The pandemic asset-price boom, plus a 2021 state income tax increase for those earning more than $1.1 million, at first overwhelmed any migration effects. As of April 2022, New York state personal income tax receipts had risen 58.5% from their 2019 levels while federal individual income tax receipts were up 49.3%. As markets slumped, though, New York’s personal income tax receipts fell much further than the federal government’s. When I wrote about the state’s income tax predicament last May, it seemed to me that the tide had gone out and revealed New York to be swimming naked, to borrow one of Warren Buffett’s favorite market metaphors.
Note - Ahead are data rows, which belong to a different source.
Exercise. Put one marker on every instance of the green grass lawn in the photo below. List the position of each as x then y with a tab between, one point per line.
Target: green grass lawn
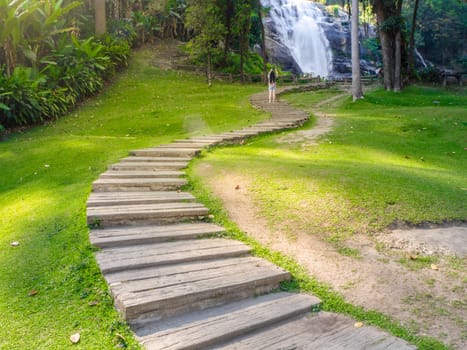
50	285
390	158
403	159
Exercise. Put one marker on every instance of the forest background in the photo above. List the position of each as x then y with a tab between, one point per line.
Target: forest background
55	53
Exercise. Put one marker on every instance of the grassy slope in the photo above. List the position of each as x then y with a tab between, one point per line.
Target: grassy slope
364	175
46	174
391	158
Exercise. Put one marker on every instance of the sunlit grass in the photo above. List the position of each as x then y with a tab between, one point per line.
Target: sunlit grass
50	284
381	164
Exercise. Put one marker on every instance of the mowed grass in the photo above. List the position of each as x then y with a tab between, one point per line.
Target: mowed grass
391	158
50	284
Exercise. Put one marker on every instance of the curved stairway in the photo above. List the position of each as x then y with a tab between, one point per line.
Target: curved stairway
180	287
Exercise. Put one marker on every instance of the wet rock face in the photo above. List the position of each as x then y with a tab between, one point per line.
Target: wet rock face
337	31
278	53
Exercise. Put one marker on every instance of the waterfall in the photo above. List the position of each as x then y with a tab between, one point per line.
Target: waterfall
298	26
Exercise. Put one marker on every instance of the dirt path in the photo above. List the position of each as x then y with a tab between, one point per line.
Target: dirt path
430	301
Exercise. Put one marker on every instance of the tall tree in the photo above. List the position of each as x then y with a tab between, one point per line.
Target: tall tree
99	12
357	91
411	51
205	19
388	14
244	25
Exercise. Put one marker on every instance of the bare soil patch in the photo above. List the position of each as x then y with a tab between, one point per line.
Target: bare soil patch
430	300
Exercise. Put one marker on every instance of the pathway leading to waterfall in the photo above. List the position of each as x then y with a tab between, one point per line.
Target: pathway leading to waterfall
180	286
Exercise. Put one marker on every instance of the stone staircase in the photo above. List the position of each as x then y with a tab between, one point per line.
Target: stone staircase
178	284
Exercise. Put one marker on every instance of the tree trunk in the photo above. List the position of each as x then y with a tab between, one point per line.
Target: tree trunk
229	14
398	63
411	54
263	43
209	68
357	91
99	12
387	47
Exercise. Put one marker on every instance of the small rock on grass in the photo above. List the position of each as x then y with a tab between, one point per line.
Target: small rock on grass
75	338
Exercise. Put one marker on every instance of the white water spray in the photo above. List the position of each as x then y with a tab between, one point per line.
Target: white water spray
297	23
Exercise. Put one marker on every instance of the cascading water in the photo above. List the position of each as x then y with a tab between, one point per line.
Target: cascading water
297	25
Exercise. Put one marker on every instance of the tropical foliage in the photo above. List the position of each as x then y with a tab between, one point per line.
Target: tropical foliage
45	68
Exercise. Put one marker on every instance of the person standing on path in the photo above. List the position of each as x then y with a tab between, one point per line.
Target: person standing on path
272	77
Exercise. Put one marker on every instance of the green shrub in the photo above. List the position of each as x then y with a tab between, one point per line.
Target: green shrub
117	50
123	29
72	71
20	98
430	75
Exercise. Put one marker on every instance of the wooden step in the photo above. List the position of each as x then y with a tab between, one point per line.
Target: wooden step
210	327
126	236
99	199
122	174
137	184
166	253
140	159
319	331
174	293
203	141
186	145
146	214
166	152
149	166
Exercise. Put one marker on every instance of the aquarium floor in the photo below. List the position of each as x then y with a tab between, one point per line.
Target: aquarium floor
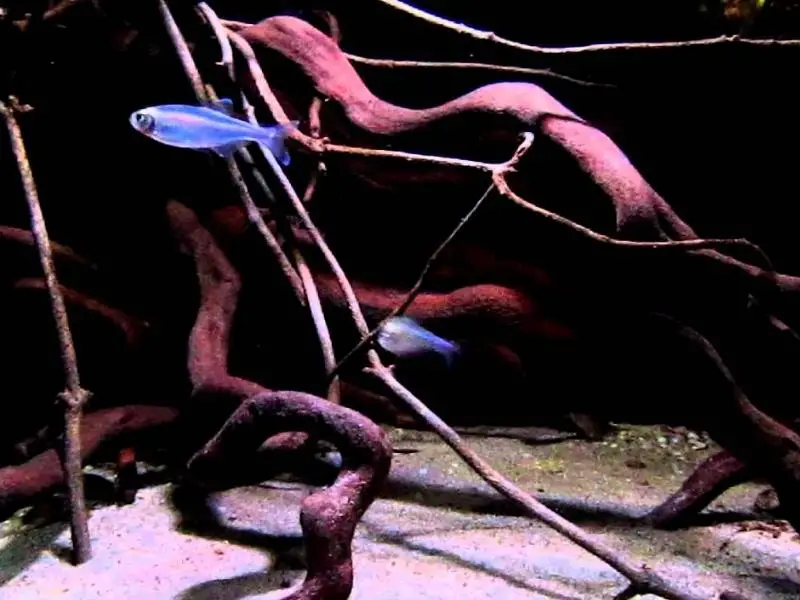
437	532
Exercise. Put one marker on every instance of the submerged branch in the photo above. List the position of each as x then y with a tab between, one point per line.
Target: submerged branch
73	396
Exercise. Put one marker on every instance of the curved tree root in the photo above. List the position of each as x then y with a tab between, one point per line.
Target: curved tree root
710	479
328	517
754	438
43	474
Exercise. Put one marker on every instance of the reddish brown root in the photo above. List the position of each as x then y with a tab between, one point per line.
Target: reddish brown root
43	474
284	419
328	517
710	479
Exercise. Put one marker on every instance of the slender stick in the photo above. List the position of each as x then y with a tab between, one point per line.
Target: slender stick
481	34
73	396
429	64
412	293
253	213
300	278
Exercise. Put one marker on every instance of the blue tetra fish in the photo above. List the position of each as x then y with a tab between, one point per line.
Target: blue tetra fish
406	338
209	128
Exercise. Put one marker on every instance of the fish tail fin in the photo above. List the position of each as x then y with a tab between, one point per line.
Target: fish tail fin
451	352
273	138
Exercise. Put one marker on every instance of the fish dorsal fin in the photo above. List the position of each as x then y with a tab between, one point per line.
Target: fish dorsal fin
225	105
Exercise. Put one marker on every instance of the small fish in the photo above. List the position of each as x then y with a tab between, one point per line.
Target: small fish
209	128
404	337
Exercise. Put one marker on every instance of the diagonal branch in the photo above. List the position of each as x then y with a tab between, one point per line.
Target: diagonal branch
480	34
73	396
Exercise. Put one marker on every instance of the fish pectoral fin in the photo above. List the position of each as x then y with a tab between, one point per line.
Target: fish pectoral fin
225	106
273	138
227	150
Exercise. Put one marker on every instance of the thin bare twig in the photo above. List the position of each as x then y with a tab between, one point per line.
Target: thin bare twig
396	64
412	293
226	52
306	292
312	295
73	396
253	213
480	34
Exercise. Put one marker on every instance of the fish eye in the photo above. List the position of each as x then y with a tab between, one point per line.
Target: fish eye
144	122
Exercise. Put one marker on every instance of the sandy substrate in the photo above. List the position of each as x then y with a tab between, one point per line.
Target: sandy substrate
437	532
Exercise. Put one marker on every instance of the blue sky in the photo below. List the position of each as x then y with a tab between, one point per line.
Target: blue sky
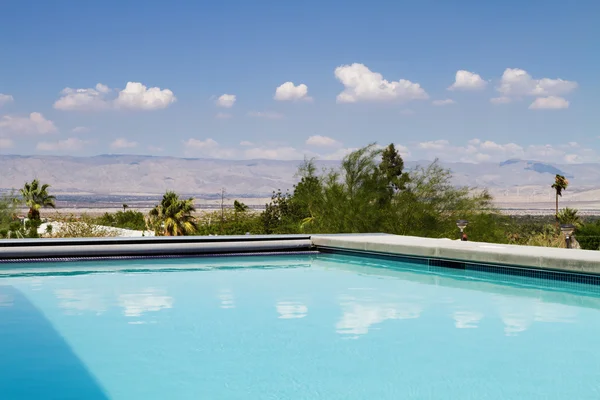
373	71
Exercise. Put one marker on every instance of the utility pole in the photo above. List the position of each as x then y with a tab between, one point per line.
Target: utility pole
222	206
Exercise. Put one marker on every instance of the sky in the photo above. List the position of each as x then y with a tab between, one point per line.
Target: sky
469	81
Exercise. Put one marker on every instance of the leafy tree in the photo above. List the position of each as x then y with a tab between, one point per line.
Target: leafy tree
560	184
36	197
588	236
173	216
362	196
239	206
282	214
129	219
232	223
392	168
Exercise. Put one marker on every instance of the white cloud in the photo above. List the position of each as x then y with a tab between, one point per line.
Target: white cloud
202	144
445	102
6	143
34	124
477	150
102	88
136	96
265	114
226	100
336	155
207	148
80	129
549	103
5	99
361	84
517	82
465	80
288	92
69	144
321	141
500	100
122	143
277	153
83	99
434	144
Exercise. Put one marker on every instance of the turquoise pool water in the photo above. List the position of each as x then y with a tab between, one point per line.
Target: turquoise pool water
295	327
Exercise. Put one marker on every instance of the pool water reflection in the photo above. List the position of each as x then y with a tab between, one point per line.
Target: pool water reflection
314	327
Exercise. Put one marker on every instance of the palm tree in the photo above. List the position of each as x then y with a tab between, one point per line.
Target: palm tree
560	184
173	216
569	216
36	197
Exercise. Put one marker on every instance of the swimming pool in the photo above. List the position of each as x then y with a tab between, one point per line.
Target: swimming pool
320	326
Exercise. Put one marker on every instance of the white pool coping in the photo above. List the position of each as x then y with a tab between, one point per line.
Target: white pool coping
567	260
571	260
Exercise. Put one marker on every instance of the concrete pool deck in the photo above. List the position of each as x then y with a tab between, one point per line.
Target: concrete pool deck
541	258
570	260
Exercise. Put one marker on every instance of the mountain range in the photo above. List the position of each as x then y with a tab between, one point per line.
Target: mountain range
153	175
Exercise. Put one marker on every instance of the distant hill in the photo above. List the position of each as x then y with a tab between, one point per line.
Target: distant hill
150	175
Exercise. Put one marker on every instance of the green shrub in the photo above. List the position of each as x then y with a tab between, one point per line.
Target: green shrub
129	219
230	222
588	236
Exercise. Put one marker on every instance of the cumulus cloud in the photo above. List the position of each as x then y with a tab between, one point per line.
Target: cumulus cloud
83	99
549	103
445	102
226	100
477	150
362	84
516	82
321	141
69	144
465	80
265	114
6	143
122	143
434	144
35	123
500	100
289	92
277	153
208	148
5	99
80	129
135	96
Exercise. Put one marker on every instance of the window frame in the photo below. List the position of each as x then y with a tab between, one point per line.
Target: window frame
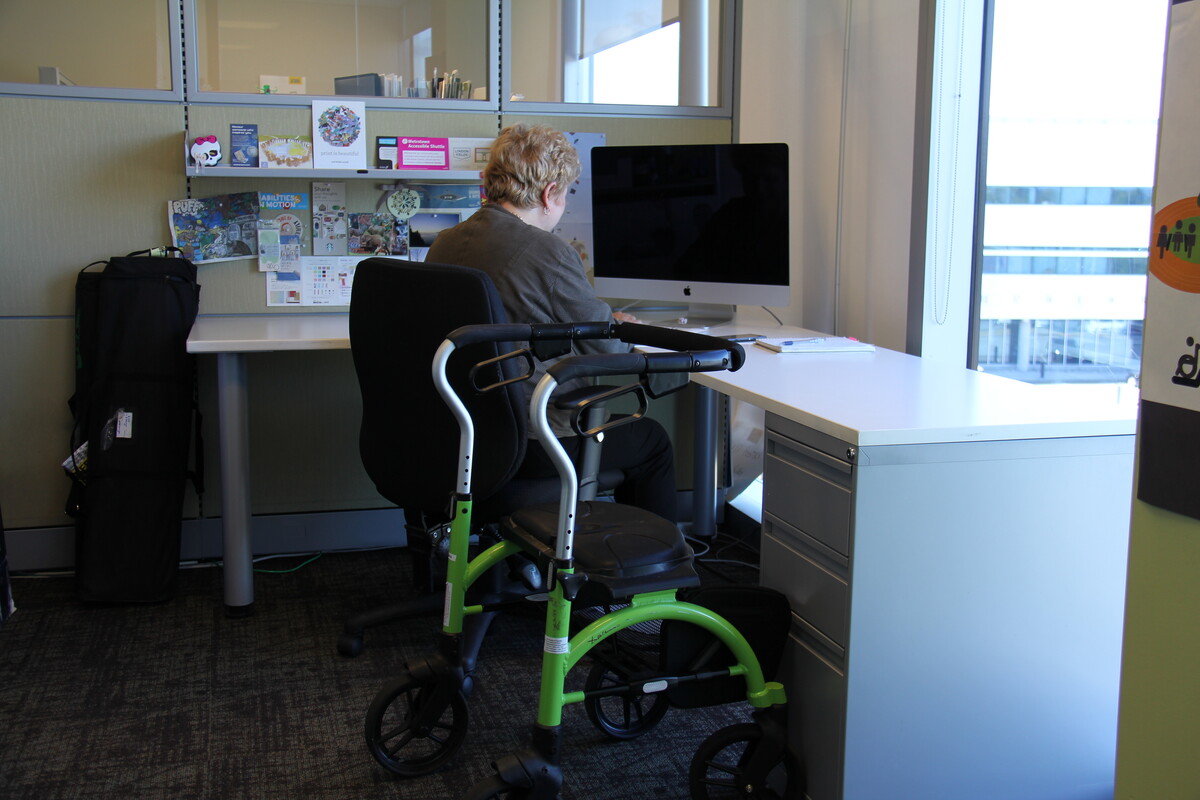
198	97
725	78
173	95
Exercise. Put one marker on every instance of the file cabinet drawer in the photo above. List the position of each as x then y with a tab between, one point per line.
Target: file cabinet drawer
819	595
809	491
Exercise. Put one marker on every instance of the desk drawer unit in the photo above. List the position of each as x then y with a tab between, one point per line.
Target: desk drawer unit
807	554
957	611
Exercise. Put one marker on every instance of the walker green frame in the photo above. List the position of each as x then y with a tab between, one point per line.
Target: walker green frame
534	774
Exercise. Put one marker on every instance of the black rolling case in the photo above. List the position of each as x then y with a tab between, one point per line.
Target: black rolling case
135	417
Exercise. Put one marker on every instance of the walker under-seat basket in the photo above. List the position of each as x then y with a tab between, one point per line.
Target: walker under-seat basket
623	549
762	615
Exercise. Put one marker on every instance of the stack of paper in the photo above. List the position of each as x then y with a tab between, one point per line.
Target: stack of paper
815	344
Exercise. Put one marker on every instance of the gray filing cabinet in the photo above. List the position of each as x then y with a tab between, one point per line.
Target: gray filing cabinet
957	612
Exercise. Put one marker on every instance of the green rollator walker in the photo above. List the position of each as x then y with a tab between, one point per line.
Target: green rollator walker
591	554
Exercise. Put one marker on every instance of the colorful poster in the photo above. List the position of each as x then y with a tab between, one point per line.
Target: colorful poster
377	234
317	282
1169	435
215	228
285	220
339	134
330	227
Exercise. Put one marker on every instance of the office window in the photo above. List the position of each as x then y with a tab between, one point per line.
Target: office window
616	52
123	44
1071	126
372	48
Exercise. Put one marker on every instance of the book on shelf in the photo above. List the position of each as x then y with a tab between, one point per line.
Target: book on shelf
814	344
243	144
285	151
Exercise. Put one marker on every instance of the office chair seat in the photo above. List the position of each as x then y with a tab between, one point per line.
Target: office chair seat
623	549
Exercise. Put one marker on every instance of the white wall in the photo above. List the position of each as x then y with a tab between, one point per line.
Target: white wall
851	151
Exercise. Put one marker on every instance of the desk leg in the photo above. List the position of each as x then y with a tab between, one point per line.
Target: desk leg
703	498
239	577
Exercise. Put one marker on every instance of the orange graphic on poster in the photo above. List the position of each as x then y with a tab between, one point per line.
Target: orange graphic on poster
1175	253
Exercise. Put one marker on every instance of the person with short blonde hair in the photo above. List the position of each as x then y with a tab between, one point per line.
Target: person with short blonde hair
540	278
523	161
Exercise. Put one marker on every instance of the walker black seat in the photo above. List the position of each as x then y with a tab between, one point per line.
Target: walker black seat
623	549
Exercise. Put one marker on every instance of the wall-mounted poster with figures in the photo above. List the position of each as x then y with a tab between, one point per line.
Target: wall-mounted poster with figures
1169	441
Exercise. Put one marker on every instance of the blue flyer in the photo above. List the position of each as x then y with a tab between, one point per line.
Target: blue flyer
243	144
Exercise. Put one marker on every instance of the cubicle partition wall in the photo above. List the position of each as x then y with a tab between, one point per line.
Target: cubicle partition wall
90	179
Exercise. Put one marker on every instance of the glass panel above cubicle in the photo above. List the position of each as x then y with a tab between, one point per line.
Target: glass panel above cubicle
411	49
618	53
121	48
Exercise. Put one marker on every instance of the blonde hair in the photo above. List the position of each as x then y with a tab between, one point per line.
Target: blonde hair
527	158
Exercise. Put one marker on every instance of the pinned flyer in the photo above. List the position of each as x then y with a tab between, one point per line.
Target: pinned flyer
339	134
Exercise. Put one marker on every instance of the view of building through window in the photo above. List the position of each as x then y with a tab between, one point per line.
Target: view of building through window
1071	142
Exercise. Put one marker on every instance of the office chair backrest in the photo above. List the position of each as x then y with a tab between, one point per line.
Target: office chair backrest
400	313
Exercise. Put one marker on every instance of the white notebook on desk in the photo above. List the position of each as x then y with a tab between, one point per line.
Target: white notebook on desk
815	344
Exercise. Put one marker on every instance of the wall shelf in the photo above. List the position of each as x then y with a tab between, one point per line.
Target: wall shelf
415	175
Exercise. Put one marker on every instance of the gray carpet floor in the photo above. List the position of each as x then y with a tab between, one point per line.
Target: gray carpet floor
178	701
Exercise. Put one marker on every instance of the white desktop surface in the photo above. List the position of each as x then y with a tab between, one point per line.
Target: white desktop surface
887	398
268	332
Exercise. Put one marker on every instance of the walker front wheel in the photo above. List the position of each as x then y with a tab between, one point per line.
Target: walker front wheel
415	725
627	715
719	770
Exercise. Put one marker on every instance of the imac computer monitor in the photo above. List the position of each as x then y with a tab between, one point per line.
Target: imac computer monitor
697	223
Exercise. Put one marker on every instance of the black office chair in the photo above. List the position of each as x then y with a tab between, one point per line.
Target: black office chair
400	313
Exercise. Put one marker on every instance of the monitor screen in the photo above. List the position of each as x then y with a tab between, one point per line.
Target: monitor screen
699	223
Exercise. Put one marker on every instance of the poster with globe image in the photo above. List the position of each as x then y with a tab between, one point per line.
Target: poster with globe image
339	134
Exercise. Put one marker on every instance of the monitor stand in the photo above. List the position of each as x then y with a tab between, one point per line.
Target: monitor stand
693	317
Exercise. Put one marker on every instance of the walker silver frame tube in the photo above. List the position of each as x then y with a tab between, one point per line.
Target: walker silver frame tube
466	426
540	422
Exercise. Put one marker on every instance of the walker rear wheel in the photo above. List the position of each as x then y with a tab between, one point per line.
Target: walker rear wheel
719	770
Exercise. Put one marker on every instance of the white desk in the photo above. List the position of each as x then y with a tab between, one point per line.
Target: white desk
231	338
953	546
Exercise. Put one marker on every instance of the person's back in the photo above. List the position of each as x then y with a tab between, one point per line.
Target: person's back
540	278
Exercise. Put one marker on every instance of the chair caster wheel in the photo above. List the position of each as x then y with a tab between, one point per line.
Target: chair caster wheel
349	644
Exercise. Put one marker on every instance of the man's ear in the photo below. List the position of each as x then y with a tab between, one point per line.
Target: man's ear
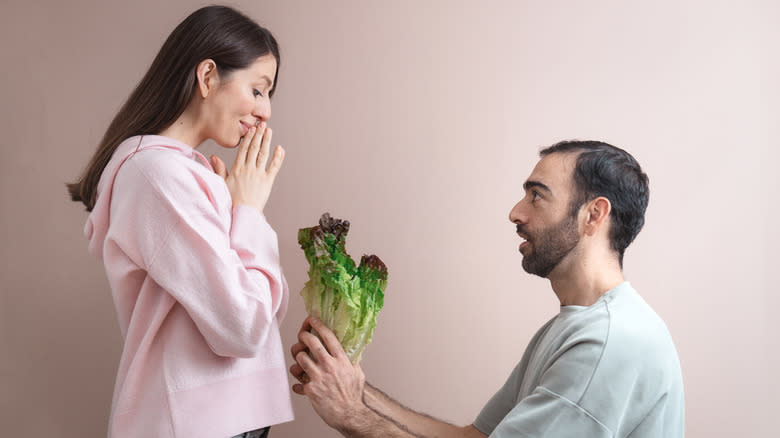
596	213
207	77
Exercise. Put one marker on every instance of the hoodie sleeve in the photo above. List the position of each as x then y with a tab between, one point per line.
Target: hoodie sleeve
172	219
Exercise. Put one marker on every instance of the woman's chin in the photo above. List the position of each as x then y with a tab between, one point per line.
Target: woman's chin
229	143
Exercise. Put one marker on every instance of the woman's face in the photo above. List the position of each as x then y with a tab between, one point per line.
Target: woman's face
239	101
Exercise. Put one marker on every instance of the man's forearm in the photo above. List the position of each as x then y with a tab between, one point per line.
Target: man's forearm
370	424
405	419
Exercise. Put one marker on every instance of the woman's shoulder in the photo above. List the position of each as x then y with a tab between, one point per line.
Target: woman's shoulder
172	173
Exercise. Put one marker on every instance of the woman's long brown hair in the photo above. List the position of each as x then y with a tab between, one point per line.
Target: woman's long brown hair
224	35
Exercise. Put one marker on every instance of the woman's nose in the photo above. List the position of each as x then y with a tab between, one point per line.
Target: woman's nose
263	110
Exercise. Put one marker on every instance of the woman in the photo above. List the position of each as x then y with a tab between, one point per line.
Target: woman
192	263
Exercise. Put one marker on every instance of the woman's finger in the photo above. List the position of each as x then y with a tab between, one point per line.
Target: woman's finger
219	166
254	146
276	163
243	147
265	145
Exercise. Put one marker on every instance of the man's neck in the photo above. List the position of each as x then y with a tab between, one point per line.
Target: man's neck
584	283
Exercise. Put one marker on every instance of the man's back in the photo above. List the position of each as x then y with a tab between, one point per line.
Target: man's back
609	369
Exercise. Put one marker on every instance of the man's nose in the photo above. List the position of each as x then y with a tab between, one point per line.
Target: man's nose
516	214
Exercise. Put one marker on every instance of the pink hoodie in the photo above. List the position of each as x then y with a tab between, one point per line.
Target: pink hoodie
199	293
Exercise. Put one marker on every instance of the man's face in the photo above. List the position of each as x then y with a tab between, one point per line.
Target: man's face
543	216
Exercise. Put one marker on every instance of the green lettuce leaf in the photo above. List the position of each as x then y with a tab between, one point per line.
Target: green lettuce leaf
346	297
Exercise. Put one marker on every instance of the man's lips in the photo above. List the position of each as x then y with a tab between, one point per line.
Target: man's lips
525	241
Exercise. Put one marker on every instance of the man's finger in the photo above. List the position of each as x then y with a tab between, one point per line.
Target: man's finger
297	348
328	337
315	347
297	372
309	367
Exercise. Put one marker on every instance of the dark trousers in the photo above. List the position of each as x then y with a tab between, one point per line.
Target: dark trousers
259	433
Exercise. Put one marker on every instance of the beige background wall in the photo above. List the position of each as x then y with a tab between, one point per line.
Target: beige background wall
418	121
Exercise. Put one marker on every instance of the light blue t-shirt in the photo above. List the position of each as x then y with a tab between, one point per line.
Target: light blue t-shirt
605	370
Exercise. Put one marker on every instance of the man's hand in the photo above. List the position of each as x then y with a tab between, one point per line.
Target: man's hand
333	385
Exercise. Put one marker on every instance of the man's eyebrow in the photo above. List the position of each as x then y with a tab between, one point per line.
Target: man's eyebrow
528	184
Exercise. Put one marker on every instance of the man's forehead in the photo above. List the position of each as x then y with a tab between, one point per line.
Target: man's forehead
555	169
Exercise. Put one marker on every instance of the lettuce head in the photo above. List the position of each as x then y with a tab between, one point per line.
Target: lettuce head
345	296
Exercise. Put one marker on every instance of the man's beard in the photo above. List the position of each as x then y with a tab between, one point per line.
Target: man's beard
549	246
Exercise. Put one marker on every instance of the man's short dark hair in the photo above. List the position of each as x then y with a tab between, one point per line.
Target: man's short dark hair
608	171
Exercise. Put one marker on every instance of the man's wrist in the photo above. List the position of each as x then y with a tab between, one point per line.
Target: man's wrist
359	422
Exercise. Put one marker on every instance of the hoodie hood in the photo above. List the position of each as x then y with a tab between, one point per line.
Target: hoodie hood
99	218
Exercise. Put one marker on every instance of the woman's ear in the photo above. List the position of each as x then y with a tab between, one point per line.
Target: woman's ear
207	77
597	212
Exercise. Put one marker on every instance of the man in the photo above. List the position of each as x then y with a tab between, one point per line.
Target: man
605	366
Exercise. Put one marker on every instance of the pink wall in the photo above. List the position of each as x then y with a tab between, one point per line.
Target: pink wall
418	121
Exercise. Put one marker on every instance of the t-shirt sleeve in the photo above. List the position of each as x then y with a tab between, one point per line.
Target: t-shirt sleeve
500	404
223	268
550	409
546	414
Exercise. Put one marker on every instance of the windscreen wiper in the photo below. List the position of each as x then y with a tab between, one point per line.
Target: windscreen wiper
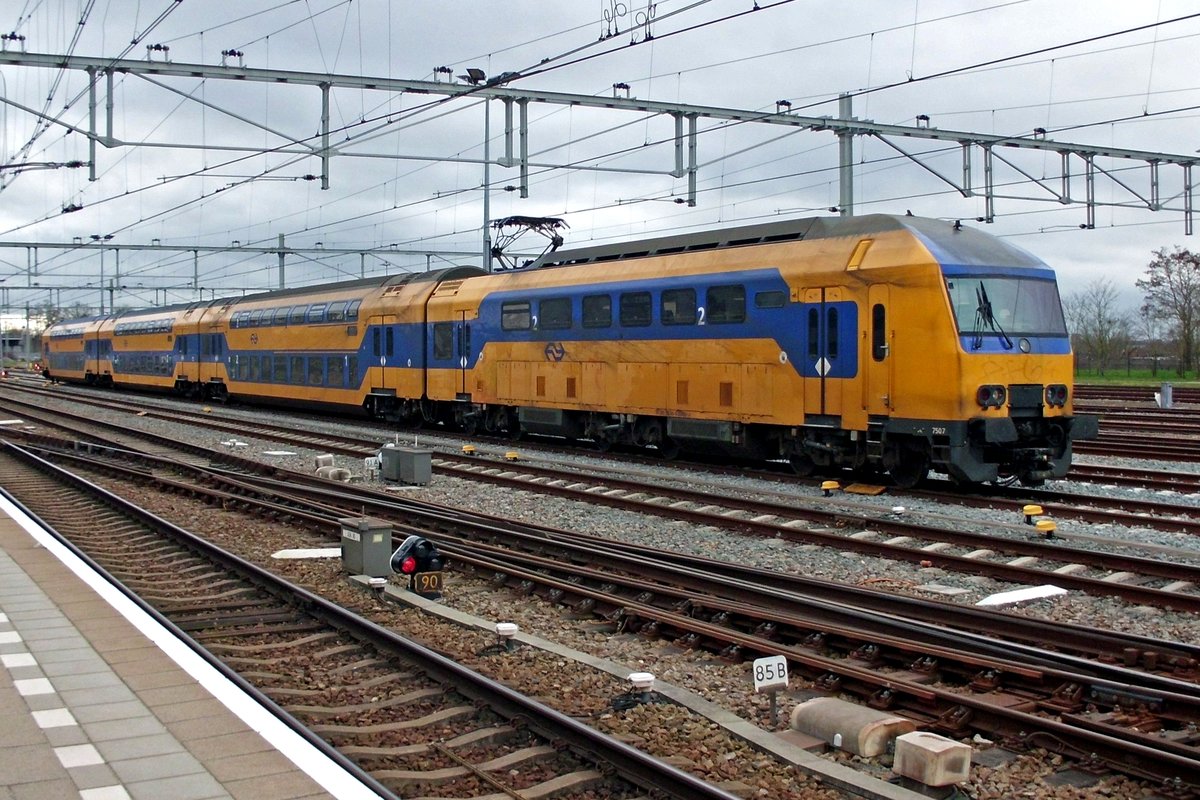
984	316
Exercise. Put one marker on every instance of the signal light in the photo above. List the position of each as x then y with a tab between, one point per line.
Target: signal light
991	396
420	560
1056	395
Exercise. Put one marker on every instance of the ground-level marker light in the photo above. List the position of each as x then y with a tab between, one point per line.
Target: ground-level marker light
504	632
643	683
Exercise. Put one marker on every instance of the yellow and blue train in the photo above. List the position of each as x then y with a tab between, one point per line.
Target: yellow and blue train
887	343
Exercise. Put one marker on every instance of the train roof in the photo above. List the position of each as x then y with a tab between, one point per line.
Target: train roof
948	241
447	274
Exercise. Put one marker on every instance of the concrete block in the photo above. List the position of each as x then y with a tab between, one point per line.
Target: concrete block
855	728
931	759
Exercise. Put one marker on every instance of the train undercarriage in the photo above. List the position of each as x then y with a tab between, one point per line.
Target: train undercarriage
977	451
The state was better clothed than I thought. New York state personal income tax revenue has in fact retraced all its gains since 2019, which if you factor in inflation amounts to a 16% decline. But about half the fall since April 2022 can be chalked up to a change in state tax law that allowed partnerships and S-corporations that had previously paid personal income tax to instead pay something called the pass-through entity tax. The reason for doing this is that, as a business tax, the pass-through entity tax is fully deductible from federal income taxes, while state personal income tax payments are subject to the $10,000 state and local tax deduction cap imposed by the federal Tax Cuts and Jobs Act of 2017. Add up the revenue from the personal income tax and the pass-through entity tax, and New York state’s income tax receipts are holding up about as well as the federal government’s.
As already noted, the state did enact an income tax increase in 2021, creating new tax brackets for incomes above $1.1 million for single filers and $2.2 million for married couples filing jointly that range from 9.65% to 10.9% and are set to expire after 2027. These rates apply to the pass-through entity tax as well. Without the rate increase, the state’s personal income tax plus pass-through tax receipts would probably be lagging federal individual income tax receipts by more than 5 percentage points. (The state also cut rates for some middle-income taxpayers in 2023, but the revenue losses are expected to be relatively tiny.)
In New York City, property taxes are the top source of revenue, and they brought in 6.9% more in fiscal year 2022 than in 2020, an increase that didn’t keep up with inflation — although they made up some of that lost ground in the first quarter of the 2023 fiscal year. The city also has a flattish income tax (the top rate of 3.876% kicks in at $50,000 for single filers and $90,000 for joint filers) that doesn’t reap the same windfall from asset-price increases that progressive state and federal income tax structures do. This rate wasn’t raised during the pandemic, and the city implemented its pass-through entity tax a year later than the state. Combined revenue from the two taxes has lagged federal receipts (monthly income tax statistics for both city and state are available here) and in recent months has fallen to levels that, if adjusted for inflation, would be lower than 2019’s. But the latest drop appears to be chiefly the result of payment-timing issues and refunds of overpaid 2022 taxes, with the most recent city forecasts projecting that combined revenue will bounce back to about 17% above 2019 levels by mid-year.